一時は、かなり追い込まれたりもしたが、誰も死ぬ事無く、俺達はナフティカを消滅させる事に成功した。

だけどここで、俺は違和感を覚える。


そもそも、なぜナフティカと戦う必要があったのか、俺がティターンさんから依頼された内容はなんだったのか。


「あ...」


思い出した。封印されてた魔物、【死を呼ぶ混合種(デスキマイラ)】の調査を依頼されてたんだ。

今まで、影が薄かったが改めてその姿を認識すると、


「寝てるだと!」


完全にお休みモードだった。俺の視線の方を皆が向くと。ルリとキャロ、シャロは「「「あ、いたんだ」」」と声を合わせて、【死を呼ぶ混合種(デスキマイラ)】の事を知らない、父さん達は首を傾げていた。

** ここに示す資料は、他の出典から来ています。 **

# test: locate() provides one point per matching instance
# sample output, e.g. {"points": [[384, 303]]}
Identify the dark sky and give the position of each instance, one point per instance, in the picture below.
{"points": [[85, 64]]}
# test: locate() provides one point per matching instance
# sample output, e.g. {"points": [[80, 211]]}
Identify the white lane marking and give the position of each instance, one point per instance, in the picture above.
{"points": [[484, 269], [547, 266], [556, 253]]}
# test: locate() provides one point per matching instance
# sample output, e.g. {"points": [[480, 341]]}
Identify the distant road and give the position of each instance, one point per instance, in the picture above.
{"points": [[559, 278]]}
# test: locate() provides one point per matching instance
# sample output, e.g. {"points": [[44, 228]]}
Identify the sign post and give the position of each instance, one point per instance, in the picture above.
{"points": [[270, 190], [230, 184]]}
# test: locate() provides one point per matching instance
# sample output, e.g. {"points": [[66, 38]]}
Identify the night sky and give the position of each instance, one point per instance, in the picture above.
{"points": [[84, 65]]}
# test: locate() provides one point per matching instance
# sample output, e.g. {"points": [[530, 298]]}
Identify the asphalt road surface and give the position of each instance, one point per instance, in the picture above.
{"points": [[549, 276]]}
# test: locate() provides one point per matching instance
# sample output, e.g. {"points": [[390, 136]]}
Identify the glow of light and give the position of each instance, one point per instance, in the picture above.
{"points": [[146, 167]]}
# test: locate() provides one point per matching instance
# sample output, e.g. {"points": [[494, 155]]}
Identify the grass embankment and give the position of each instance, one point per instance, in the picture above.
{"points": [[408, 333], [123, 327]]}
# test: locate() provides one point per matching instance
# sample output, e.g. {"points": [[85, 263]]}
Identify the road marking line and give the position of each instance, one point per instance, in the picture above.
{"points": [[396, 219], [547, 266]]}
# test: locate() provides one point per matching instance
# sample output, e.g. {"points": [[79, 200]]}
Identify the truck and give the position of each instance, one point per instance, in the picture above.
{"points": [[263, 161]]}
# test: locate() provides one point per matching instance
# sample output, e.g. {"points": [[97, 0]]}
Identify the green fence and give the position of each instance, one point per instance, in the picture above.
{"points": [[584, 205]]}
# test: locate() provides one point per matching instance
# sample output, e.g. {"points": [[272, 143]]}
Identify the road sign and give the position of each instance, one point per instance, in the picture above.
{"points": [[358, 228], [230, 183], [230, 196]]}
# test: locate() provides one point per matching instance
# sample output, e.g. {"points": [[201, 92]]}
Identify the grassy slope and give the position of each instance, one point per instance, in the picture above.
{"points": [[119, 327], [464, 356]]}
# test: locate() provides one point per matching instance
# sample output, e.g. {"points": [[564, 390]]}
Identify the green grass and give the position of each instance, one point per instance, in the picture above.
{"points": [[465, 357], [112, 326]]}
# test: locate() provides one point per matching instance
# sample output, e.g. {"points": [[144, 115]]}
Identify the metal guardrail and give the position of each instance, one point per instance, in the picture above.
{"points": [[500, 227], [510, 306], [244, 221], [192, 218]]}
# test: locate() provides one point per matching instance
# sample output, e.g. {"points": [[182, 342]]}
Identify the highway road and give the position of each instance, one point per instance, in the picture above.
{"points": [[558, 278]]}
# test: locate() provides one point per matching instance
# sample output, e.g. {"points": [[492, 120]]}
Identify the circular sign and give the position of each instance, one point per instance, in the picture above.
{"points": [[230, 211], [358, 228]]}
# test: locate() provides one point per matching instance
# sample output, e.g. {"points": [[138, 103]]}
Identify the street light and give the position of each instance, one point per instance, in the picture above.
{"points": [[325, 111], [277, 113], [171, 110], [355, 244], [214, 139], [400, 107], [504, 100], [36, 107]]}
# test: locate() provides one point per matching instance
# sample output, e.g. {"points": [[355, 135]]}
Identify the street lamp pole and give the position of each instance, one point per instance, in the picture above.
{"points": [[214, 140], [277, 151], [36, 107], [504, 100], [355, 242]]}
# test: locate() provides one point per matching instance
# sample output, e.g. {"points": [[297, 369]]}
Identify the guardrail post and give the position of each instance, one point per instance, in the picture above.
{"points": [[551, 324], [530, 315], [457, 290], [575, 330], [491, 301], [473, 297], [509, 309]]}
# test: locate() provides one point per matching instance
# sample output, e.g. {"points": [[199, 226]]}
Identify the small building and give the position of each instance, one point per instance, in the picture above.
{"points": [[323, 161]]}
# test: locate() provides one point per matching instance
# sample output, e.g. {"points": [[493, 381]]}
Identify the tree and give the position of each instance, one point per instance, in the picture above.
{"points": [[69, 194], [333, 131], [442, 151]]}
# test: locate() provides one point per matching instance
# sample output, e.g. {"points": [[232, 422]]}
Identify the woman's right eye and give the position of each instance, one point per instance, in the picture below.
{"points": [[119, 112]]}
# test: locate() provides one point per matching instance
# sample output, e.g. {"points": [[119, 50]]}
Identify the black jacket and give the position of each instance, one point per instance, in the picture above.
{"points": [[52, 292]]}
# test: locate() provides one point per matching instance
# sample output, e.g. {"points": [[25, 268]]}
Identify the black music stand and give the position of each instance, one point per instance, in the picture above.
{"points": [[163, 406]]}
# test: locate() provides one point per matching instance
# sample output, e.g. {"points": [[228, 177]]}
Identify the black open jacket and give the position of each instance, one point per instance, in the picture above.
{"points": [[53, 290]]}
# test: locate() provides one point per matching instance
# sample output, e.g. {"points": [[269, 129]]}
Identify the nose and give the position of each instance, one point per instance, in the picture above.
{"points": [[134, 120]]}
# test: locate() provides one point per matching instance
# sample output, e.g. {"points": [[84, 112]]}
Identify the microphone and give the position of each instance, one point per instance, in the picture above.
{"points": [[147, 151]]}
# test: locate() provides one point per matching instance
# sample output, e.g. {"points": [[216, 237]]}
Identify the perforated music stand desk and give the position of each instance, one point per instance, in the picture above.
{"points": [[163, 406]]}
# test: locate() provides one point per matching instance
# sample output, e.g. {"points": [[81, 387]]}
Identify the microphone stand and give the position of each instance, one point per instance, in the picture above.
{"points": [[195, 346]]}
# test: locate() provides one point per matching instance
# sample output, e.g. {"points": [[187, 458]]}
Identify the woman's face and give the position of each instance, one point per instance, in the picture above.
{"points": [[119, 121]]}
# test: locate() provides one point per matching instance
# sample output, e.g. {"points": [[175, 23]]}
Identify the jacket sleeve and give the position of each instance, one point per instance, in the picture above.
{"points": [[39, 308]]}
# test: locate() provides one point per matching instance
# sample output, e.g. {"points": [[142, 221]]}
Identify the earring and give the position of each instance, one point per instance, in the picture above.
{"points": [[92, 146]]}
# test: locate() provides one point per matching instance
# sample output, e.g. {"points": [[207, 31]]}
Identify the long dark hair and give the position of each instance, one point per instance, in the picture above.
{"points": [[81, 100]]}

これは、絶好のチャンスだった。確かにナフティカよりは弱いだろうが、気を抜けばこちらも大ダメージを受けるかもしれない。寝てる、この状況で神の審判(ゴットジャッチメント)を決めれば確実に消滅させられる。

そう思い、魔法を使おうとした瞬間に、頭の中で声が聞こえた。


『シオン、待つのじゃ』


『この声は、ドゥエサスなのか?』


声の主はこの場にいない、神様だった。とりあえず、一度魔法をやめて、話を聞くことにする。

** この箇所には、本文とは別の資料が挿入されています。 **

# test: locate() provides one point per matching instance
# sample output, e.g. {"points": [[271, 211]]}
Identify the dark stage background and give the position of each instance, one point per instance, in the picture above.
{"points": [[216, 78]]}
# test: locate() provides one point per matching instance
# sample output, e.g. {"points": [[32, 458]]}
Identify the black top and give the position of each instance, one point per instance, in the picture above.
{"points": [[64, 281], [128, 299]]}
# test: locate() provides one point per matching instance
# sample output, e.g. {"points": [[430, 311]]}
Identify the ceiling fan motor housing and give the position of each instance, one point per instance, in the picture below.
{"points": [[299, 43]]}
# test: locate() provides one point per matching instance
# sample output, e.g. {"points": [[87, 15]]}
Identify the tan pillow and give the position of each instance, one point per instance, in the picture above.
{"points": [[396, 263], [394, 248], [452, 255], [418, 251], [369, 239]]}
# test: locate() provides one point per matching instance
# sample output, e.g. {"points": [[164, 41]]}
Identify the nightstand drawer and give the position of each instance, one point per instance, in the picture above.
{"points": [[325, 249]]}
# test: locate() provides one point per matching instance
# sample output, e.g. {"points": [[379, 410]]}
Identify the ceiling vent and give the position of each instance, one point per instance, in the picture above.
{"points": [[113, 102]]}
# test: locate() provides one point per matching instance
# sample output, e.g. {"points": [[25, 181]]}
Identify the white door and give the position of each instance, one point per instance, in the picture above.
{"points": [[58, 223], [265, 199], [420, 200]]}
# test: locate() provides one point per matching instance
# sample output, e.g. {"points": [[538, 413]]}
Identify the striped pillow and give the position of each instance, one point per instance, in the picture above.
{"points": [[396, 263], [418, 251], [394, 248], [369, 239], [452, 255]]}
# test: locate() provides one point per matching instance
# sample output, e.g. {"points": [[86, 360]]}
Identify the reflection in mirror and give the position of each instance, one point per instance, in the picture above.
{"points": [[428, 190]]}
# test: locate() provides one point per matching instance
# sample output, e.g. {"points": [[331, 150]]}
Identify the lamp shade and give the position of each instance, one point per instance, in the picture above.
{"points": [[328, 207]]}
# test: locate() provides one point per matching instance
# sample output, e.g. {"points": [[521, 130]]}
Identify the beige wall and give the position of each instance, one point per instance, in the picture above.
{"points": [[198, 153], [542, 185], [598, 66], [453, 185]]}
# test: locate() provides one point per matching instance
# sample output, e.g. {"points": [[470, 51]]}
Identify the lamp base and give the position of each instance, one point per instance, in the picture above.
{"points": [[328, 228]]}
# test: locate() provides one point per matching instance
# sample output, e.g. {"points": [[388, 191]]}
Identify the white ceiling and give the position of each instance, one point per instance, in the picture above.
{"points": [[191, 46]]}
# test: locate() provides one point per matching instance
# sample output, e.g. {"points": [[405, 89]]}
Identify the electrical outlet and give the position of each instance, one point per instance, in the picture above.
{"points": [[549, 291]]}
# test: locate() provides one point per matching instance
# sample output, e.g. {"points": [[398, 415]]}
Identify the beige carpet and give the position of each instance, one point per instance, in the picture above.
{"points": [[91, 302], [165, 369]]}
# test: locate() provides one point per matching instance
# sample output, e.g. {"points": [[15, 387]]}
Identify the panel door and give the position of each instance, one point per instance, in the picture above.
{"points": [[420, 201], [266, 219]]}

『よいか、目の前にいる魔物は、本来その森の守護じゃった。だが、人間の勝手な思い込み、そして悪の感情、それを取り込みそうなってしまったのじゃ』


『そうだったんですか!?』


だとすると、それほど悲しい話はない。森を守っている偉大な魔物を凶悪だと勘違いし、封印するなんて。まぁ、俺も危うく消滅させそうになっていたけど。

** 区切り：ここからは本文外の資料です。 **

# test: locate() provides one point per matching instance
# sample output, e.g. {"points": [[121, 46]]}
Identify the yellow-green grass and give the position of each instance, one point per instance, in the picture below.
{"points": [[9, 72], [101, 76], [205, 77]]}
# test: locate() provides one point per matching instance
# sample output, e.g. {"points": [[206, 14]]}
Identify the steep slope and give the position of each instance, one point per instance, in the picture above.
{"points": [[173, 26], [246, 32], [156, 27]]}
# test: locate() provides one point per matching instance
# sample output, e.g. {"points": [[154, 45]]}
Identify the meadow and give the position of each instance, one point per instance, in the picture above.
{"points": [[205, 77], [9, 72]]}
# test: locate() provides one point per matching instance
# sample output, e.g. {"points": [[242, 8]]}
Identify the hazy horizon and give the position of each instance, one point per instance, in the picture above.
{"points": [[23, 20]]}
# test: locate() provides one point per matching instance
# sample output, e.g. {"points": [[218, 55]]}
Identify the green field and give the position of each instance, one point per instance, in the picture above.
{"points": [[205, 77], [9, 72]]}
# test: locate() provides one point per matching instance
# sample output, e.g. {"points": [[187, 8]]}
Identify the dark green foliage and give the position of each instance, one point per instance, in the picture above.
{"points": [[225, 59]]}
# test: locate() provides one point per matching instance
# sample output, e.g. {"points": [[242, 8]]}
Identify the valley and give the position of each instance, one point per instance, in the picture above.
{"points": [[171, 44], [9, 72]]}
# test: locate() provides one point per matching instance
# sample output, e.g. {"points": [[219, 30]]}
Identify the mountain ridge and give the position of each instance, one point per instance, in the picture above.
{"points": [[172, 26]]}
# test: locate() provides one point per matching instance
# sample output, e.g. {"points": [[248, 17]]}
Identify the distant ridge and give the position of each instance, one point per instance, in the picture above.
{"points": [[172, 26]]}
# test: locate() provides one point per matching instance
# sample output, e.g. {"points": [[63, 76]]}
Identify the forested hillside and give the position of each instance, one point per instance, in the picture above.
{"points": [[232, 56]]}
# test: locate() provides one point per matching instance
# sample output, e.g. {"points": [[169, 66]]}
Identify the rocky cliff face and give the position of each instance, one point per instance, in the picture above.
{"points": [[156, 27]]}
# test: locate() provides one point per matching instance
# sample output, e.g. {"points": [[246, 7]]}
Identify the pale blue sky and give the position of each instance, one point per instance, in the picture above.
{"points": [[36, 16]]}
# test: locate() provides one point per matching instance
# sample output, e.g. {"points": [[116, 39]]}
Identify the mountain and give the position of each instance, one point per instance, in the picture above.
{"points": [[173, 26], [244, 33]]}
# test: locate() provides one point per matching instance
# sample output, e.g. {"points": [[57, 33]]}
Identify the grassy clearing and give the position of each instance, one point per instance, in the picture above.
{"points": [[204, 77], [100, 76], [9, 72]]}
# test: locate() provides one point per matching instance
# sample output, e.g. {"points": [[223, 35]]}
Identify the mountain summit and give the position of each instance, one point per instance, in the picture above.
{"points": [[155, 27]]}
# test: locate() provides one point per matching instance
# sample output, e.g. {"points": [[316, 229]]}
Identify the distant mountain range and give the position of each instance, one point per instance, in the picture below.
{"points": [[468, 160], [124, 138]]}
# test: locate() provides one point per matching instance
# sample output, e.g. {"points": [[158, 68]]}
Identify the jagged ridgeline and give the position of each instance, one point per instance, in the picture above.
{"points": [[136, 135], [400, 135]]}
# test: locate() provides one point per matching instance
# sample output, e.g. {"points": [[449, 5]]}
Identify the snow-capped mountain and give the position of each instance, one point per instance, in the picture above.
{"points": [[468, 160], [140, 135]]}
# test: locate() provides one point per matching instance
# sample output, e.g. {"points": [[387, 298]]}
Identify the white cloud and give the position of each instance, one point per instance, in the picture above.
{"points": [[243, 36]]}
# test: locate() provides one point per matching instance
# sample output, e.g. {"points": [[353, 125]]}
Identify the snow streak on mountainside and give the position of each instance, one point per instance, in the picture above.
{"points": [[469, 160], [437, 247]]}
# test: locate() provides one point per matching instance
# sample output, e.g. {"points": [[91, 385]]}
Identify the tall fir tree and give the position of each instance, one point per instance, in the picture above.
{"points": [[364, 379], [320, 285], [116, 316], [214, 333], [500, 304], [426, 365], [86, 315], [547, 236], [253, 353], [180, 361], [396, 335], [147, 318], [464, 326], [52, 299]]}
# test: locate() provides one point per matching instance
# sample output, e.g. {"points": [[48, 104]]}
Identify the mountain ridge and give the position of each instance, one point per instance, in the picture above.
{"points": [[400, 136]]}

『それでじゃ、今のお主なら魔法〈浄化(パージ)〉が使えるはずじゃ。それでその魔物を守護者に戻してやってくれんか?』


『そういう事なら、任せろ!』


一旦話を終えて、改めて【死を呼ぶ混合種(デスキマイラ)】に対峙する。その魔物は寝ていて、俺の事なんか見てすらいないけど。


「〈浄化(パージ)〉」


俺を使ってから、効果が出始めたのか。今まで漂っていた。どす黒い気配が消えていく。


「シオン、これって」


この状況を理解していないルリが、俺に質問してくる。もちろん他のメンバーも理解してはいないが、口には出さなかった。


ぐっすり眠っているのを確認して、この状況と俺がどうなったのかを説明する。

当然だが、かなり驚かれた。まぁ自分の家族や恋人が死んだと思ったら、神と会ってて、さらに強くなって、戻ってくるなんて、信じられないと思うから。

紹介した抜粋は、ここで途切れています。